New vehicle sales surprise more than expected in South Africa

 ·7 Jul 2023

The National Association of Automobile Manufacturers of South Africa’s (Naamsa) New Vehicle Sales stats for June 2023 show a year-on-year increase of 14% despite the shrinking disposable income of consumers and continued economic hardships.

For the period under review, aggregate domestic new vehicle sales, recorded at 46,810 units, reflected a significant increase of 5,758 vehicles from the 41,052 new cars sold in June 2022.

Another substantial increase was noted in light commercial vehicles, bakkies and minibuses – showing a year-on-year increase of 57.1% or 5,070 units.

The June 2023 new passenger car and light commercial vehicle market reflected a relatively stagnant but encouraging year-on-year volume increase of 0.8% or 251 units for new passenger cars, recorded at 29,795 from 29,544 recorded for June 2022.

This reflects local motorists’ financial constraints in South Africa, as interest rates, fuel, and food prices remain elevated.

Sales for the industry’s medium and heavy truck segments also reflected a positive performance during the month, at 743 units and 2,327 units, respectively.

Medium commercial vehicles showed an increase of 56 units sold, while heavy trucks and buses had an increase of 381 vehicles, representing a year-on-year increase of 8.2% and 19.6%, respectively.

The total reported industry sales of 46,810 vehicles comprising dealer sales, rental industry sales, and sales to government and industry corporate fleets.

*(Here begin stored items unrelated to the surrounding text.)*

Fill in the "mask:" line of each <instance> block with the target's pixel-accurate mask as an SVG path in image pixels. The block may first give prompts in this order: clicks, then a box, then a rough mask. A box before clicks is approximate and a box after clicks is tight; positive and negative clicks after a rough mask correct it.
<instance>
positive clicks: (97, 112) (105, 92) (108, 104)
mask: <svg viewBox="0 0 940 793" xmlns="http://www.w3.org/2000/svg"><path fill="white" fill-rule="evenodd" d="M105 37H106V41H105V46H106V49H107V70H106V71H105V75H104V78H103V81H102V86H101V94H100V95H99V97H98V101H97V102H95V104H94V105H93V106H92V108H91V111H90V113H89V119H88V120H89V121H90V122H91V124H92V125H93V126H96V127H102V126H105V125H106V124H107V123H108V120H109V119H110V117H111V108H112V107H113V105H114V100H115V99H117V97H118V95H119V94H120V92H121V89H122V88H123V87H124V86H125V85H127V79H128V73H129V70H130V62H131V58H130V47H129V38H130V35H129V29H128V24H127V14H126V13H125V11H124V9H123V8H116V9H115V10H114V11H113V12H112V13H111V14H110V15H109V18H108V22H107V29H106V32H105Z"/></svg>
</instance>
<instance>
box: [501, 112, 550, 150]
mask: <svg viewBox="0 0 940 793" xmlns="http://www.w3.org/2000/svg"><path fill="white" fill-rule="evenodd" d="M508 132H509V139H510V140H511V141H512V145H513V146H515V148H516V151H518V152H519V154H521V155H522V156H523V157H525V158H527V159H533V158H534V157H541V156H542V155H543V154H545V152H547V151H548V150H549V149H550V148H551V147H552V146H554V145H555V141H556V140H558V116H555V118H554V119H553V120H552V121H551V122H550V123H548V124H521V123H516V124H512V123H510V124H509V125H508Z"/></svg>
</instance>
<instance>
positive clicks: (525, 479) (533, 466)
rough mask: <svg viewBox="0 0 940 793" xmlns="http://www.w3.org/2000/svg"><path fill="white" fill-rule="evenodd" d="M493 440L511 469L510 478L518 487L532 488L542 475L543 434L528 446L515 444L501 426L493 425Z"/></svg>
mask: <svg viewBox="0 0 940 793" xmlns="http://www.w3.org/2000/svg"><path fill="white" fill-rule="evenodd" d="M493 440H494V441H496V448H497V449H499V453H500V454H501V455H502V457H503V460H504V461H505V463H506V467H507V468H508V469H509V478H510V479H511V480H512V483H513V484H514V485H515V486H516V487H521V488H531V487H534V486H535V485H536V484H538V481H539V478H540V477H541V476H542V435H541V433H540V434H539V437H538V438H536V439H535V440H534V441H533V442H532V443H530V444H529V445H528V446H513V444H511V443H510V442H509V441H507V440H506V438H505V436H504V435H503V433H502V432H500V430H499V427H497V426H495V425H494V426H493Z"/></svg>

The breakdown of these four segments is as follows:

  • Dealers represented 83.5% of sales, with an estimated 39,086 units sold.
  • The rental industry represented 10% of sales.
  • Government sales represented 3.5% of sales.
  • Industry corporate fleets represented 3% of sales.

However, the export sales number of 27,296 units reflected a decline of 3,920 vehicles, or 12,6%, compared to the 31,216 vehicles exported in June 2022.

“Vehicle exports performed weaker in June 2023 compared to the corresponding month 2022, but the export momentum remains upward on the back of further new model introductions by major exporters in the domestic market,” said Naamsa.

Market forecast 

The unexpected extent of the upswing in the new vehicle market during June 2023, for the second month in a row, exceeded expectations, despite ongoing increases in the total cost of ownership, said Naamsa.

While some segments show record year-on-year growth, the most popular segment for South Africans – new passenger vehicles – remained relatively stagnant.

Challenges confronting the economy and the automotive industry, such as high interest rates, high inflation, and currency depreciation, continue to strain consumers’ budgets, and affordability appears to be driving new vehicle sales, said Naamsa.

However, in addition to an easing in inflation by more than expected and an improvement in significantly less daytime load shedding during the month, another welcome development was the renewed collaboration between business and government to urgently tackle key current challenges relating to energy, infrastructure and transport logistics, as well as combating crime.

“If successful, the collaboration efforts could assist in reducing policy uncertainty and promote a more predictable economic environment which would enable much higher levels of investment, growth and job creation and break out of the current low economic growth trap,” said Naamsa.

Head of Marketing and Communications at WesBank, Lebo Gaoaketse, added that there is hope for better news for the economy and consumers during the second half of the year.

“More stable fuel prices, fewer, if any, interest rate changes, first-half growth for the manufacturing sector and a strong recovery in exchange rates will all contribute to economic performance as a whole during the second half, as well as affordability for consumers in the market for a new vehicle.,” he said.